Lexie is beautiful she reminds me off Flossy x


----------



## ali-s.j. (Jun 6, 2011)

Soooo sweet


----------



## doodlebug (Jul 16, 2011)

shes really gorgeous


----------



## Sezra (May 20, 2011)

What a cutie!


----------



## M&M's mummy (Jul 12, 2011)

awww so sweet- love the white tip on her tail


----------



## Georgiapeach (Feb 12, 2011)

Such a cutie! Glad to see another black one on here!


----------



## strof51 (Sep 26, 2009)

Another black beauty.

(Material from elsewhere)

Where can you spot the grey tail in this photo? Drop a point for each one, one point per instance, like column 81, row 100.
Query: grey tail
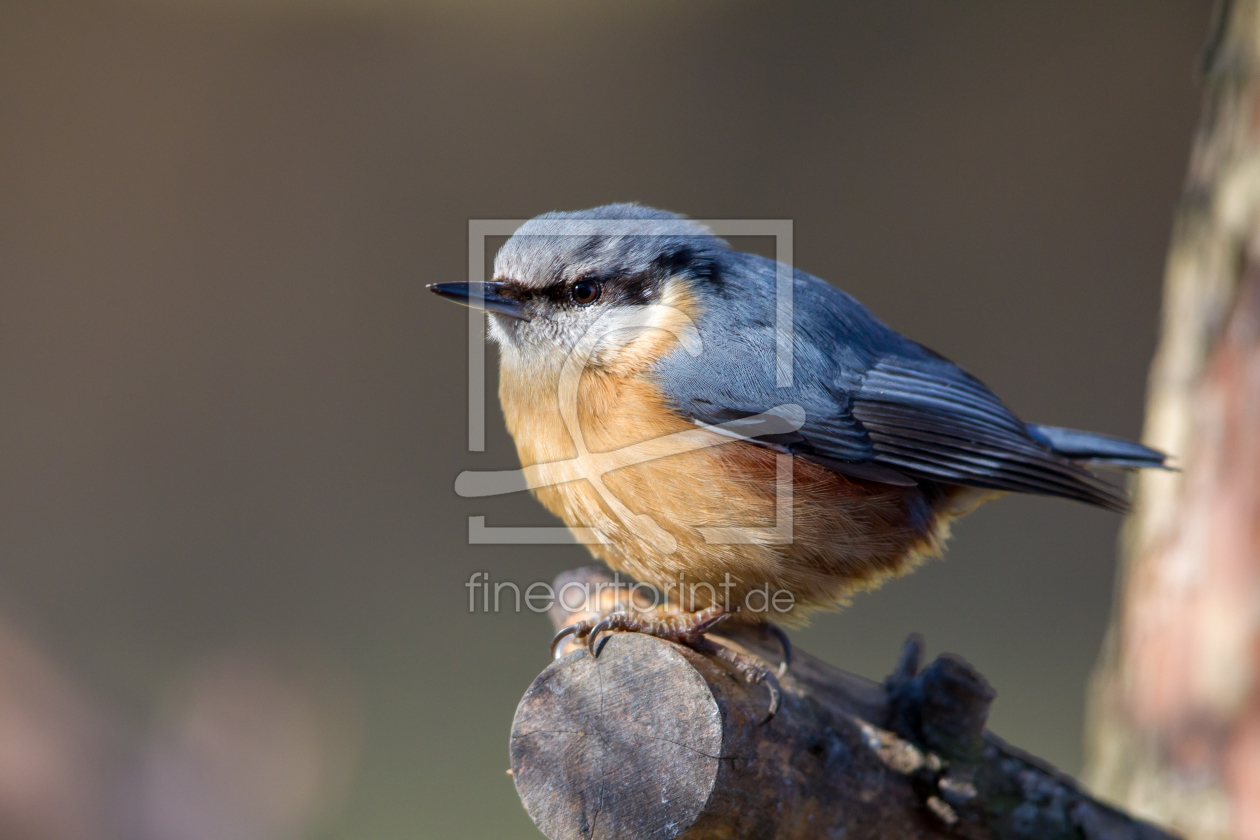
column 1099, row 448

The same age difference as mine.
Used to separate them but now just let them play and just tell them to stop now.


----------



## sharplesfamily (Apr 28, 2011)

Lexie looks a real sweetie and I love the names too!! So sweet they want to sleep together


----------



## JoJo (Mar 2, 2011)

Cockapoo number 2 ... its catching 

well done and congrat on your new gal Lexie.... lots more pic please .. she looks so sweet... pics of Fletcher too would be fab 

Our Oakley was almost a Fletcher .. great name ... although my hubby said it reminded him of Fletcher from the TV show Porridge with Ronnie Barker as Fletcher .. oh no showing my age again.. I will shut up ... anyway great name xxxx

Enjoy the forum and remember we are mad on pics here xxxxx


----------



## wilfiboy (Sep 18, 2010)

Ah Lexie's a cutie.... Mable used to go for Wilf s ears or used to hang off his collar... I used to leave them to it. maybe stepped in a couple of times but more if they were charging around ... good luck x


----------